[Date Prev][Date Next][Thread Prev][Thread Next][Date Index][Thread Index]

Re: [Condor-users] offline compute nodes and Rooster

> From: Paul Haldane
> Sent: 16 October 2010 14:24
> > > > 3.  Offline slots _should_ (I think they should, but would like
> > > confirmation) continue to appear in the output of condor_status (using
> > > -constraint Offline to just see offline slots).  In our environment
> > > they only appear for 10/20 minutes after powering off.  This isn't what
> > > I expect because OFFLINE_EXPIRE_ADS_AFTER defaults to maxint.
> > >
> > > Yes, the offline ads should remain visible in condor_status.  They
> > > should not expire in 30 minutes if you are using the default
> I've just been able to grab (using condor_status -l
> yard10.campus.ncl.ac.uk) the ADS for a machine that's unpingable (so it
> is hibernating) but still visible in condor_status output.
> I won't include all 109 lines of output here (unless that would be
> useful - full version is at
> http://www.staff.ncl.ac.uk/paul.haldane/yard10.txt).  All looks
> plausible to me apart from
> Offline = ((CurrentTime - EnteredCurrentState) >= 60 &&
>         MachineLastMatchTime =?= UNDEFINED && State =?= "Unclaimed")
> Is that correct or should it just be a simple Boolean value?
> I know why it's showing that value ("Offline = $(ShouldHibernate)" in
> the config file on the compute nodes) but perfectly willing to believe
> that it's rubbish.

I've made progress on a couple of fronts.
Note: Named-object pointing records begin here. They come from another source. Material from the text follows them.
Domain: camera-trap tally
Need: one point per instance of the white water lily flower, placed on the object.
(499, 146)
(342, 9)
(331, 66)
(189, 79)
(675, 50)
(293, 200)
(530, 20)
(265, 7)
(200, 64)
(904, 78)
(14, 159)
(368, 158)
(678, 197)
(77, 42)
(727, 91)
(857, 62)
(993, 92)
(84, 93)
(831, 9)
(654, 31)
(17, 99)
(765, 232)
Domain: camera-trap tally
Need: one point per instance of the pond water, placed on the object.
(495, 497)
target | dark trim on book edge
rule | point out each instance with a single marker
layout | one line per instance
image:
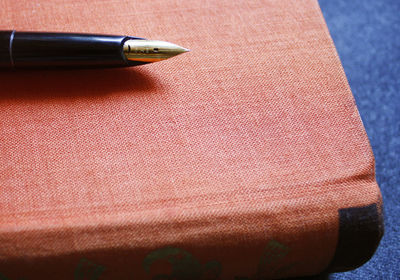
(360, 230)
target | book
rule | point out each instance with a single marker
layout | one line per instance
(243, 159)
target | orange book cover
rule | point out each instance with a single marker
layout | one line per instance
(243, 159)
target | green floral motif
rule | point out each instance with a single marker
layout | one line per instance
(184, 265)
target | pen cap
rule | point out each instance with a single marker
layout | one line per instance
(5, 51)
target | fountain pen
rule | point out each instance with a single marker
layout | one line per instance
(75, 50)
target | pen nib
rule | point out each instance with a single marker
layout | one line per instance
(150, 50)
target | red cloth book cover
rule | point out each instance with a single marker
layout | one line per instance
(243, 159)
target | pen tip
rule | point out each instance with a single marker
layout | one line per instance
(151, 50)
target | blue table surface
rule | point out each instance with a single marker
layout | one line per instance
(366, 34)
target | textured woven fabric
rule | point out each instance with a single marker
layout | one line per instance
(230, 162)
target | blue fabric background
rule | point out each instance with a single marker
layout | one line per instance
(367, 36)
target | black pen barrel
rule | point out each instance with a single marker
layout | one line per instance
(43, 50)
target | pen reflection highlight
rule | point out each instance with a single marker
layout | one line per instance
(150, 50)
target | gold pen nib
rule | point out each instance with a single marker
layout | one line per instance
(150, 50)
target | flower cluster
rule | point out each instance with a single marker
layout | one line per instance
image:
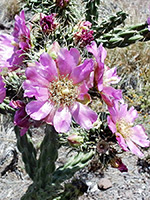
(83, 35)
(120, 120)
(62, 3)
(2, 90)
(12, 47)
(47, 23)
(59, 88)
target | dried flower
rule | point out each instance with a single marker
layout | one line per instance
(104, 76)
(60, 88)
(120, 123)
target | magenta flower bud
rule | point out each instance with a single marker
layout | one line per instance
(84, 35)
(47, 23)
(75, 140)
(117, 163)
(62, 3)
(13, 47)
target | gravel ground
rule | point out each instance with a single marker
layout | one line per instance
(133, 185)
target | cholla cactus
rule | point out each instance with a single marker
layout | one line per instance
(58, 85)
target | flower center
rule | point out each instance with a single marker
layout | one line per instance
(62, 92)
(124, 128)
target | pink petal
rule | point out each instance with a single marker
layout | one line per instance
(76, 55)
(83, 115)
(65, 62)
(36, 74)
(139, 136)
(134, 149)
(82, 72)
(34, 90)
(133, 114)
(111, 125)
(50, 117)
(38, 109)
(111, 75)
(50, 68)
(62, 120)
(83, 90)
(92, 48)
(121, 141)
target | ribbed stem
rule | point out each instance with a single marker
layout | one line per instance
(25, 146)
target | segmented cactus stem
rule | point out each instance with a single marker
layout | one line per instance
(25, 146)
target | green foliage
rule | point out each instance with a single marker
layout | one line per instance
(46, 179)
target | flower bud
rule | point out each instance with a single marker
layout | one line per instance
(75, 140)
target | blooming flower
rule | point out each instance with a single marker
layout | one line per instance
(21, 118)
(104, 76)
(13, 46)
(62, 3)
(2, 90)
(60, 88)
(47, 23)
(120, 123)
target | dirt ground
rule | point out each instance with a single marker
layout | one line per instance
(132, 185)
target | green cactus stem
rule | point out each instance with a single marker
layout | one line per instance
(91, 12)
(47, 158)
(126, 36)
(108, 25)
(25, 146)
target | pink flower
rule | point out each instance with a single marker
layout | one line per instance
(120, 123)
(2, 90)
(117, 163)
(59, 88)
(148, 21)
(47, 23)
(84, 35)
(21, 32)
(13, 47)
(21, 118)
(62, 3)
(104, 76)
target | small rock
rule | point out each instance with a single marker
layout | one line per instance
(104, 184)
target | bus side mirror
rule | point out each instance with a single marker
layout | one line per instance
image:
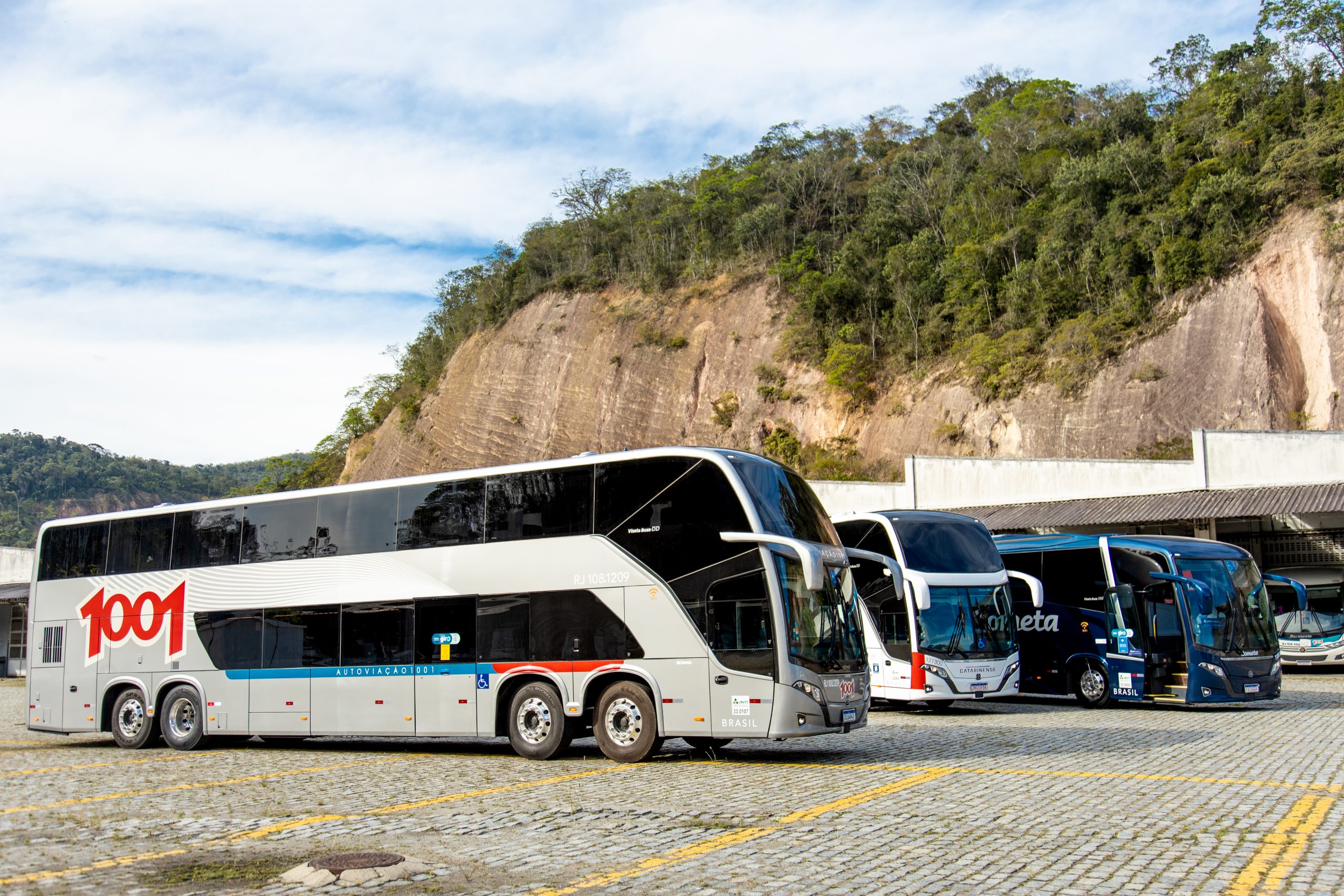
(1038, 593)
(918, 587)
(1299, 589)
(1202, 590)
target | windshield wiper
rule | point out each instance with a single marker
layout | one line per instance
(958, 630)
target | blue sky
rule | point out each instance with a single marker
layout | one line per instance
(217, 217)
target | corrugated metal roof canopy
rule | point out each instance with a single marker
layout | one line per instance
(1201, 504)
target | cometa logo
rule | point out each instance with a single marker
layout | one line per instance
(113, 621)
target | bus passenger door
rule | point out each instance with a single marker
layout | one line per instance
(1124, 644)
(445, 667)
(741, 636)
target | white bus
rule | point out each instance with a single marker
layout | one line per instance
(939, 620)
(660, 593)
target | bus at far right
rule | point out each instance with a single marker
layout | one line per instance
(1312, 636)
(1146, 618)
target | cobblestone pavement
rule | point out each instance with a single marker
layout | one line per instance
(1022, 797)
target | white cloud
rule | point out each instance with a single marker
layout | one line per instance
(276, 184)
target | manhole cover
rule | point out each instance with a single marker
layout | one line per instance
(350, 861)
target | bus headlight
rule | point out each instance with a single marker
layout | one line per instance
(811, 690)
(937, 671)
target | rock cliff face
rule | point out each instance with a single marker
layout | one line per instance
(566, 374)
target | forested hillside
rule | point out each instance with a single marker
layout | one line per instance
(1021, 233)
(50, 477)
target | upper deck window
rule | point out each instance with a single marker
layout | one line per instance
(948, 546)
(539, 504)
(73, 551)
(785, 501)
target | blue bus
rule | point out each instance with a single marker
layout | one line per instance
(1144, 618)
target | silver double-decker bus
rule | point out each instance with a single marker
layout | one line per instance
(662, 593)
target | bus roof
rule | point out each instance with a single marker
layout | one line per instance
(1174, 544)
(577, 460)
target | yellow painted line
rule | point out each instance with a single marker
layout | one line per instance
(1276, 858)
(203, 784)
(104, 765)
(733, 837)
(1129, 775)
(282, 827)
(107, 863)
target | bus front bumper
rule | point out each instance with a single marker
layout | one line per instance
(797, 715)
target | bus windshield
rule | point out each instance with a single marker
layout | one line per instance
(823, 626)
(947, 546)
(1324, 616)
(1238, 617)
(785, 503)
(970, 623)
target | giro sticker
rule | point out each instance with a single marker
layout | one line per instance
(111, 621)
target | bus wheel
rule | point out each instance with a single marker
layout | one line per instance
(1092, 688)
(625, 724)
(537, 726)
(132, 727)
(183, 723)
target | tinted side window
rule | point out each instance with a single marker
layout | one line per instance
(73, 551)
(232, 637)
(280, 531)
(575, 625)
(433, 516)
(1074, 578)
(301, 637)
(377, 633)
(668, 512)
(740, 632)
(866, 535)
(444, 617)
(206, 537)
(140, 544)
(356, 523)
(502, 629)
(541, 504)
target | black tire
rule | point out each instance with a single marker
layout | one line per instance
(537, 724)
(182, 721)
(1092, 687)
(707, 746)
(132, 726)
(625, 723)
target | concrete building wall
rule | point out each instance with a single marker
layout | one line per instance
(17, 565)
(1222, 460)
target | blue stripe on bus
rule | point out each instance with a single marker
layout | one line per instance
(366, 672)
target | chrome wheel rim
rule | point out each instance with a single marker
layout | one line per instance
(624, 722)
(534, 721)
(1092, 684)
(182, 718)
(131, 718)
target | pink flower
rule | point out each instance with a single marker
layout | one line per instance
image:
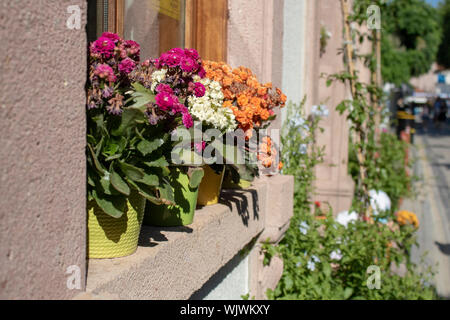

1. Realised that we'd changed ROOSTER_UNHIBERNATE to a daft setting.

We had

 ROOSTER_UNHIBERNATE = Unhibernate && Offline =?= False

... which I don't think would ever match.  Changing it to the default value of 

 ROOSTER_UNHIBERNATE = Unhibernate && Offline == True

... worked better but because I don't think we're setting Unhibernate properly yet I've currently got 


2. Hacked together a script using condor_advertise to publish ADS for offline machines.  This works and with the sensible setting for ROOSTER_UNHIBERNATE leads to hibernating machines being woken up by Rooster to service jobs.   Remaining problem was that the ADS disappeared after about 20 minutes.  Bit more poking around took me back to Ian's message to the list (https://lists.cs.wisc.edu/archive/condor-users/2010-January/msg00148.shtml).  Adding ClassAdLifetime to the published AD seems to have done the trick (at least the test machine has stayed visible for over 25 minutes).

I think this leads me to what I need to do to make this work without the external script - just need to set ClassAdLifetime on the compute nodes to something useful (currently using 2 days).  Once we've got that I think the only remaining issue is our power management system sometimes not noticing Condor activity (but that's definitely a local problem).